Remove repeating values

Hi! My question is not about removing duplicates from a collection. It’s about removing duplicates only when they occur in series in a collection.

For example:
[1,2,2,3,2,1][1,2,3,2,1]
["A","A","B","A","C","C","A","C"]["A","B","A","C","A","C"]

I want to do this in a recursive / functional way and have implemented this as so:

fun removeRepeats(list: List<Any>): List<Any>{
    val last = if(list.size>2) removeRepeats(list.drop(1)) else list.takeLast(1)
    val out = if(last.first() == list.first()) last else listOf(list.take(1),last) .flatten()
    return out
}

I’m wondering if this was the best way to write this function recursively. I don’t know if the if statements are really necessary.

Thanks!

I’m not sure if doing this with recursion is a good idea. Please be aware Kotlin doesn’t support linked lists that you can split into head and tail. In your implementation you make a full copy of the list twice with each iteration. I suggest using functions like filter, map, reduce, etc. instead. Example implementation:

list.take(1) + list.zipWithNext()
    .mapNotNull { (prev, curr) -> curr.takeIf { curr != prev } }

This implementation copies the data at the last step, to include the first item. This can be avoided by making the code less readable. We can either use sequences, so replace both list with list.asSequence() and then add toList() at the end. Or we can use fold with mutable list as an accumulator, but we then have to somehow access the previous item.

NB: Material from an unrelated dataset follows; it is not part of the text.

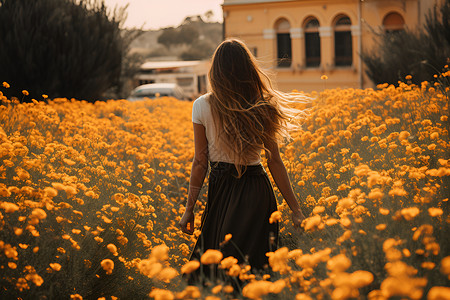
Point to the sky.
(155, 14)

Some time ago I suggested a change to Kotlin stdlib to include something like runningReduceNotNull(). With such a function, this would be really easy to implement: https://youtrack.jetbrains.com/issue/KT-51251/runningFoldNotNull-and-runningReduceNotNull

2 Likes

Well, “best” is quite subjective - or better said dependent on the criteria you strive for.

Under the given condition that it has to be recursively (which I would normally not recommend for this kind of function), I have three improvement suggestions:

  1. The function should handle the empty list correctly. An early return is helpful for that and is great for readability.
  2. The function should return a list with more specific element type so that the element type does not get lost when calling the function. Generics can handle that.
  3. I would rename the variable “last” to “tail”.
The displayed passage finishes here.